Protein interaction network topology uncovers melanogenesis regulatory network components within functional genomics datasets

Abstract

Background: RNA-mediated interference (RNAi)-based functional genomics is a systems-level approach to identify novel genes that control biological phenotypes. Existing computational approaches can identify individual genes from RNAi datasets that regulate a given biological process. However, currently available methods cannot identify which RNAi screen "hits" are novel components of well-characterized biological pathways known to regulate the interrogated phenotype. In this study, we describe a method to identify genes from RNAi datasets that are novel components of known biological pathways. We experimentally validate our approach in the context of a recently completed RNAi screen to identify novel regulators of melanogenesis.

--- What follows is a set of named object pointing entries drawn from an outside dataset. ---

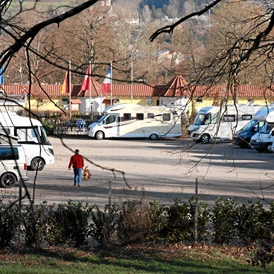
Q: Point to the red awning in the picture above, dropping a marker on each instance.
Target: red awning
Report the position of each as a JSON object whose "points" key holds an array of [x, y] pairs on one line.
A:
{"points": [[76, 101]]}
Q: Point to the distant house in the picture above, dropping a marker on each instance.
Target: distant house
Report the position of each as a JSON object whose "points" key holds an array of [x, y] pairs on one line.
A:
{"points": [[177, 92]]}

Results: In this study, we utilize a PPI network topology-based approach to identify targets within our RNAi dataset that may be components of known melanogenesis regulatory pathways. Our computational approach identifies a set of screen targets that cluster topologically in a human PPI network with the known pigment regulator Endothelin receptor type B (EDNRB). Validation studies reveal that these genes impact pigment production and EDNRB signaling in pigmented melanoma cells (MNT-1) and normal melanocytes.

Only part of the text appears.